According to some health care experts, the Eastern Lockdown announced on Wednesday will probably not be enough to bring about a real turnaround in the overburdened intensive care units. That’s because it comes too late and is too short, virologists and epidemiologists as reported by the Austrian Press Agency (APA) on Thrusday.
APA reports that the epidemiologist Gerald Gartlehner criticized the measures in the east for coming too late and lasting too short. Gartlehner assumes that after the Easter lockdown from April 1 to 6, we will seamlessly transition to a longer one and spend April in lockdown. “These five, six days are a homeopathic dose, it’s not going to change the infection numbers in a sustainable way.” Complexity researcher Peter Klimek also predicted Thursday that the short lockdown in the East would not be enough to reverse the trend.
“At least reality has been acknowledged. On Monday, people still believed that nothing would happen,” Gartlehner said. But politicians could “play with open cards right away” and tell the unpleasant truth “that five to six days will not work out,” said the expert in evidence-based medicine from Danube University Krems.
Gartlehner also warned that the critical situation will not be limited to the eastern region. He said that Tyrol is now where Vienna was two to three weeks ago. “Sooner or later, the same situation will occur everywhere.” He does not expect relief until three months from now, at the end of June, when enough people have been immunized and if nothing comes up.
“Rather late and rather short” – that’s how virologist Dorothee von Laer also assessed the measures for the eastern region at Easter in an APA interview. It is to be hoped, she said, that people will already take the warnings seriously in the week leading up to Easter and behave accordingly. After the planned lifting of the lockdown, however, it is to be assumed or feared that the numbers will rise again and that the intensive care units of the hospitals will again reach their capacity limits.

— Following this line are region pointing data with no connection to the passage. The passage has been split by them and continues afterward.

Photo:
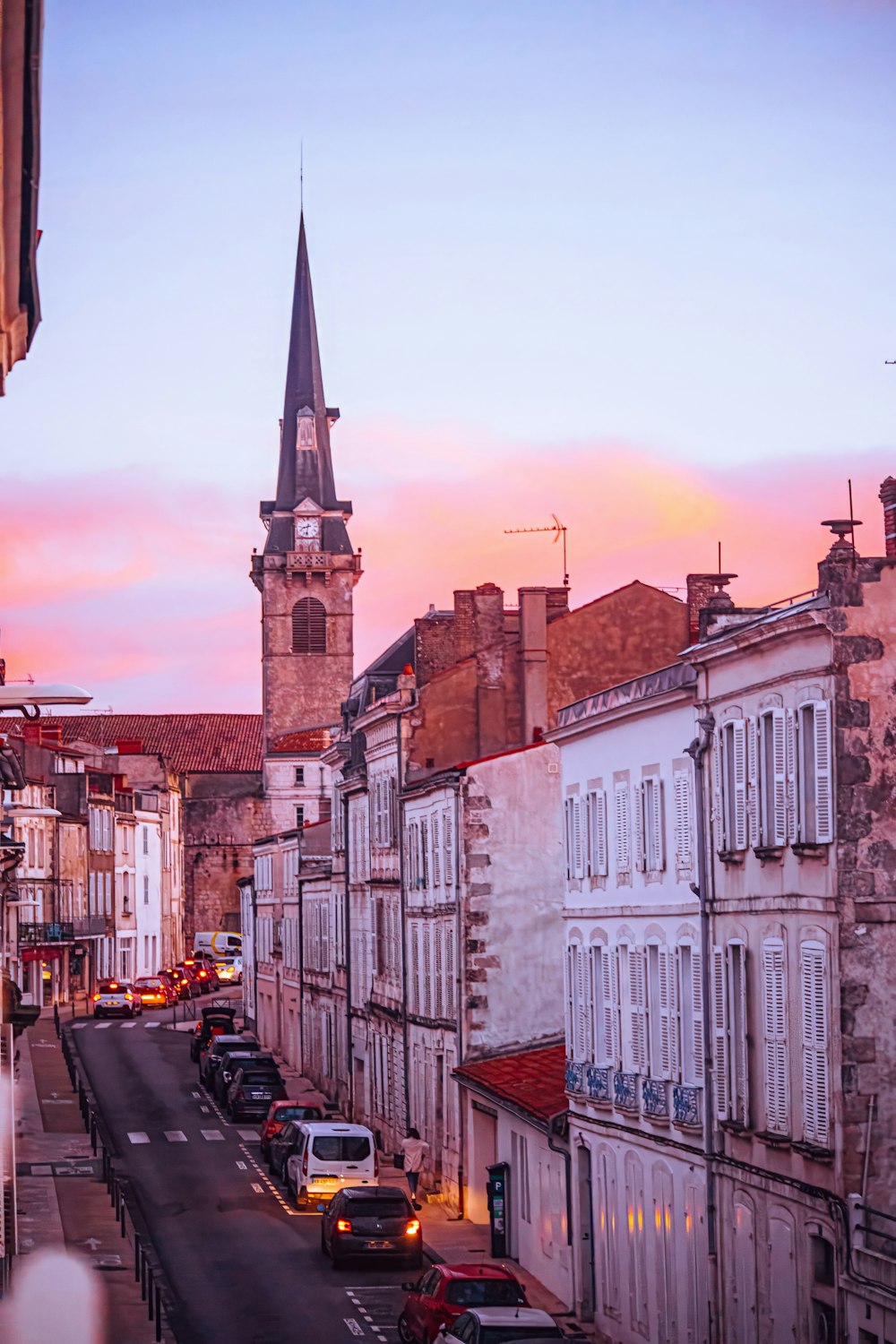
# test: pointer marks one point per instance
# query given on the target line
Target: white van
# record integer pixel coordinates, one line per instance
(328, 1156)
(220, 943)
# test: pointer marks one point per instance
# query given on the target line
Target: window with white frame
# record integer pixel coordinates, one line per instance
(774, 1018)
(622, 827)
(814, 806)
(597, 862)
(813, 988)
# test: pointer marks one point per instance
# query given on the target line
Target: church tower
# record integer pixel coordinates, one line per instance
(308, 569)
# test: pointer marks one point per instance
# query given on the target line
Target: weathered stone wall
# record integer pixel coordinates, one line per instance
(864, 659)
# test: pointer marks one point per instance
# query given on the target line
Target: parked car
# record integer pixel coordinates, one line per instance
(330, 1156)
(155, 992)
(230, 972)
(116, 999)
(179, 980)
(230, 1061)
(445, 1292)
(498, 1324)
(214, 1021)
(371, 1220)
(204, 972)
(211, 1058)
(253, 1090)
(279, 1116)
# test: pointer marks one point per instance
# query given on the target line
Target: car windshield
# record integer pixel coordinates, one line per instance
(500, 1333)
(378, 1209)
(482, 1292)
(341, 1148)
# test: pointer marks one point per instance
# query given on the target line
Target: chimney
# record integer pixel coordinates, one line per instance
(888, 500)
(533, 655)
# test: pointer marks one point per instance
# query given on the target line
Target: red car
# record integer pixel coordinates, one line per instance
(446, 1290)
(280, 1113)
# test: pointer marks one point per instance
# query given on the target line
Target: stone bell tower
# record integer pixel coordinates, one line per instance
(308, 569)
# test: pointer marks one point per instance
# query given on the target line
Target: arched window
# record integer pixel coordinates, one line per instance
(309, 626)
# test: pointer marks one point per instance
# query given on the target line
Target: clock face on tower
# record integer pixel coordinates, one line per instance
(306, 529)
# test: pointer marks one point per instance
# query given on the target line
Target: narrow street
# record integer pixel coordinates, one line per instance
(245, 1266)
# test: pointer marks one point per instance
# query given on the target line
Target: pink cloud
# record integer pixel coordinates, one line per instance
(137, 589)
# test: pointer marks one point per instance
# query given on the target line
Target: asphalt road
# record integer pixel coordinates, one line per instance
(246, 1268)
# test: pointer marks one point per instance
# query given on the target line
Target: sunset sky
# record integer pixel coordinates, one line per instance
(629, 263)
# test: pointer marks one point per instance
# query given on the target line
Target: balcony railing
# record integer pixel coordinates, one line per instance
(650, 1098)
(38, 933)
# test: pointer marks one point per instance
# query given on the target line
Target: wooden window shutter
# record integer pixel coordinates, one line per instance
(638, 1008)
(640, 857)
(720, 1032)
(694, 989)
(622, 827)
(684, 819)
(774, 1007)
(309, 626)
(814, 1042)
(823, 793)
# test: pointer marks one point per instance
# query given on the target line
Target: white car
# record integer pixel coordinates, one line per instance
(498, 1324)
(230, 972)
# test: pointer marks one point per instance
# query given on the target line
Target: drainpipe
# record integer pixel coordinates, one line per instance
(402, 900)
(347, 925)
(563, 1150)
(697, 752)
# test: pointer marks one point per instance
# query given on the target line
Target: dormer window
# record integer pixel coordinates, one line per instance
(306, 427)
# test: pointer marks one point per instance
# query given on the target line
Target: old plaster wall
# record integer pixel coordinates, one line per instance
(866, 741)
(512, 892)
(611, 640)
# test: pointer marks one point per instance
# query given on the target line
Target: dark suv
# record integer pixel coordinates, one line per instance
(371, 1220)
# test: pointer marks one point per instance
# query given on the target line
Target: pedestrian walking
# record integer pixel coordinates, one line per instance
(414, 1150)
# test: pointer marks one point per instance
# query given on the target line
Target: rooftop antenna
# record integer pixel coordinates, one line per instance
(559, 531)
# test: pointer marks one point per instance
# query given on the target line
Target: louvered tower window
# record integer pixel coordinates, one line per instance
(309, 626)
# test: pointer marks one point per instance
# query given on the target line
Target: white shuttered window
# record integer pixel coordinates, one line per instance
(774, 1011)
(813, 986)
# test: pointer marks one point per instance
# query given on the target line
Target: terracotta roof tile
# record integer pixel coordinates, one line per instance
(191, 742)
(532, 1080)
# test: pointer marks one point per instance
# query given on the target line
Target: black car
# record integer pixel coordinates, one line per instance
(230, 1062)
(220, 1046)
(215, 1021)
(253, 1090)
(371, 1220)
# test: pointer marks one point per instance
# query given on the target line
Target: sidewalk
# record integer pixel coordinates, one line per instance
(62, 1196)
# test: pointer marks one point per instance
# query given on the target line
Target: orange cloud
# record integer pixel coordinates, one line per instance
(139, 588)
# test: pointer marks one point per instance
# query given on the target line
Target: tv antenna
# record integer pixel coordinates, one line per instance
(559, 531)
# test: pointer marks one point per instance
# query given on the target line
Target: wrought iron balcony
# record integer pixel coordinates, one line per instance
(38, 933)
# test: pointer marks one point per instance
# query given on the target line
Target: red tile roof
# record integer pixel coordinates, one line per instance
(532, 1080)
(191, 742)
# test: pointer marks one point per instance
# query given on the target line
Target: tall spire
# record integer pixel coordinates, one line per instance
(306, 464)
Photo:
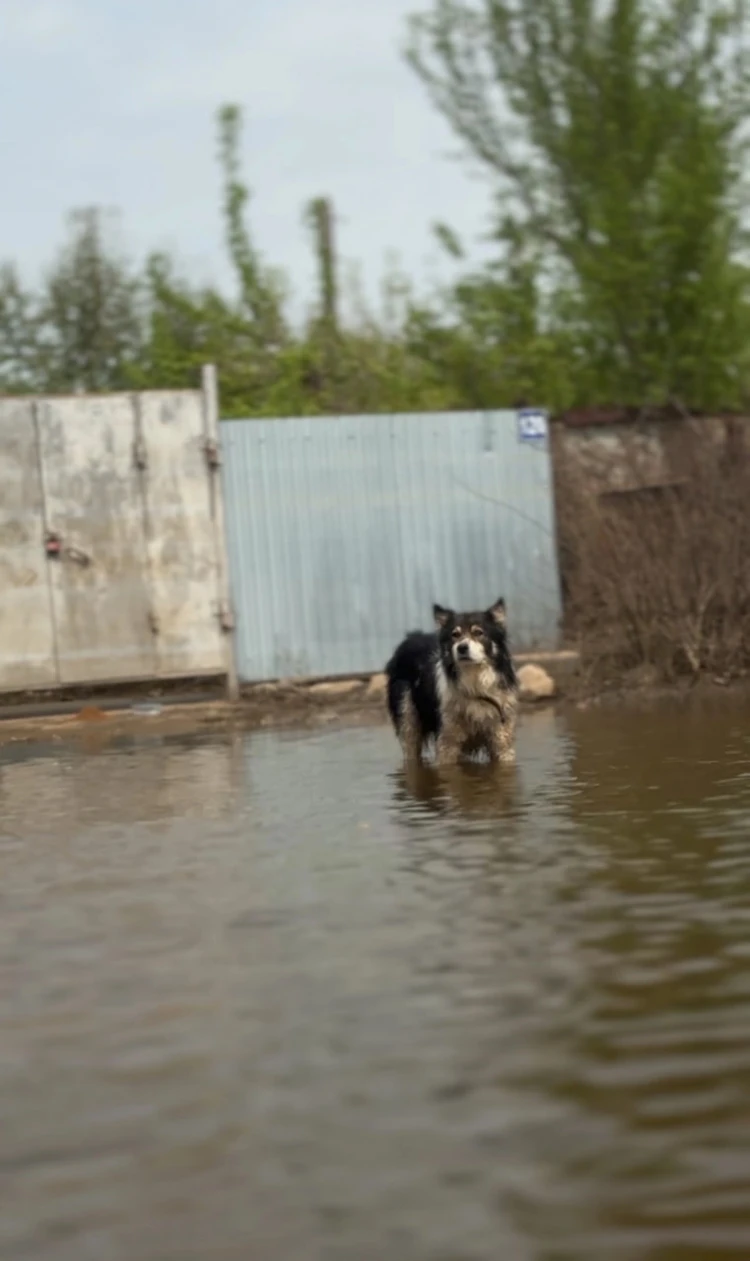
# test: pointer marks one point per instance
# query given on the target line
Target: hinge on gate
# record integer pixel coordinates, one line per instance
(226, 617)
(213, 455)
(140, 455)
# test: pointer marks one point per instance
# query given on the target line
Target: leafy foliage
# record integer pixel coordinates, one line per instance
(615, 138)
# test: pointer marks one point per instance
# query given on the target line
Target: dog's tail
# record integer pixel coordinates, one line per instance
(403, 672)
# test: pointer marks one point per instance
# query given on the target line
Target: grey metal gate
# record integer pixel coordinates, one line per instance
(111, 540)
(343, 531)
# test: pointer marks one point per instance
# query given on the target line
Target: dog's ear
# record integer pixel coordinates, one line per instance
(497, 613)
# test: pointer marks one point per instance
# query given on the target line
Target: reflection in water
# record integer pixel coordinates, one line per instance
(272, 996)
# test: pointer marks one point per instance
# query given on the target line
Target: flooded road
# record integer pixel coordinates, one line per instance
(264, 998)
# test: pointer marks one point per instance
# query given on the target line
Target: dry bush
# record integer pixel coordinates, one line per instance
(662, 576)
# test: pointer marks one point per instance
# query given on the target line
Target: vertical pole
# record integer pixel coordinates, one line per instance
(211, 420)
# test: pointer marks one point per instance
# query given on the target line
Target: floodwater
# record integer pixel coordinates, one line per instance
(264, 998)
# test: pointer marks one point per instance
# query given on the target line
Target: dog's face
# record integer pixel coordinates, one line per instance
(474, 638)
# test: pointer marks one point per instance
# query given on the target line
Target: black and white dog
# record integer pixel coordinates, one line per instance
(456, 687)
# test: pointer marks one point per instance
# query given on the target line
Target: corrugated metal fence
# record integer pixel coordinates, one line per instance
(343, 531)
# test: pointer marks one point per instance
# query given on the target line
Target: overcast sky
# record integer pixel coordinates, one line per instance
(112, 102)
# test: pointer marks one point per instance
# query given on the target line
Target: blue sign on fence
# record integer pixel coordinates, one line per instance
(532, 425)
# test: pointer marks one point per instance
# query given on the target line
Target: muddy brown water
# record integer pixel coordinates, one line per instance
(261, 996)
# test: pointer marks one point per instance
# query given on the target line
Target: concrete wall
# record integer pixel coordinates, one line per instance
(623, 453)
(111, 540)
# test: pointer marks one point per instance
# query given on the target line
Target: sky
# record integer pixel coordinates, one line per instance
(112, 102)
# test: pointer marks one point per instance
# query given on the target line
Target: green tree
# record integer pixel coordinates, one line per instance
(615, 135)
(91, 314)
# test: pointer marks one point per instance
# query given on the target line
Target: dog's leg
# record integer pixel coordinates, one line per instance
(449, 745)
(502, 742)
(410, 732)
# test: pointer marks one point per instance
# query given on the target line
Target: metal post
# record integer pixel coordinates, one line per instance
(211, 414)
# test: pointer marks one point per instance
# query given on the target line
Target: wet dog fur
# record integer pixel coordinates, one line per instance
(455, 689)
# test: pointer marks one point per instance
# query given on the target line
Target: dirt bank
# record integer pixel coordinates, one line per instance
(280, 704)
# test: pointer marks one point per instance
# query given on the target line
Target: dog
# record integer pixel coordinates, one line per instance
(455, 687)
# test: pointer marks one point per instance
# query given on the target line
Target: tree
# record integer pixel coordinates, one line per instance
(614, 133)
(91, 317)
(260, 290)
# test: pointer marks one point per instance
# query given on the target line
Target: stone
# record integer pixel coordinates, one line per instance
(376, 687)
(337, 687)
(535, 684)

Von Laer did, however, see a ray of hope or possible ways out of the muddled situation without an extension of the lockdown after Easter: if measures such as the FFP2 mask obligation extended to all indoor rooms and the operational tests are adhered to, it might be possible to “get through” until the end of May – “without severely restricting economic life” – if we are lucky. Von Laer also warned that the British mutant would spread throughout Austria. Microbiologist Michael Wagner of the University of Vienna also urged caution in the other provinces. “If B.1.1.7 catches on, in a few weeks they’ll be where the eastern provinces are now,” he told APA on Thursday.
Health Minister Anschober, meanwhile, spoke out with an appeal to the public, calling on them to comply with the measures. “We have to stop the further spread of the virus and we can only do that if we all contribute,” he said. In the affected countries, the opposition fired back at those in power. Burgenland’s opposition parties accused the state’s sole governor, Hans Peter Doskozil (SPÖ), of a “zigzag course.” “Doskozil says what people would like to hear, but he does not tell the truth. In doing so, he is acting carelessly and irresponsibly,” said ÖVP club chairman Markus Ulram, for example.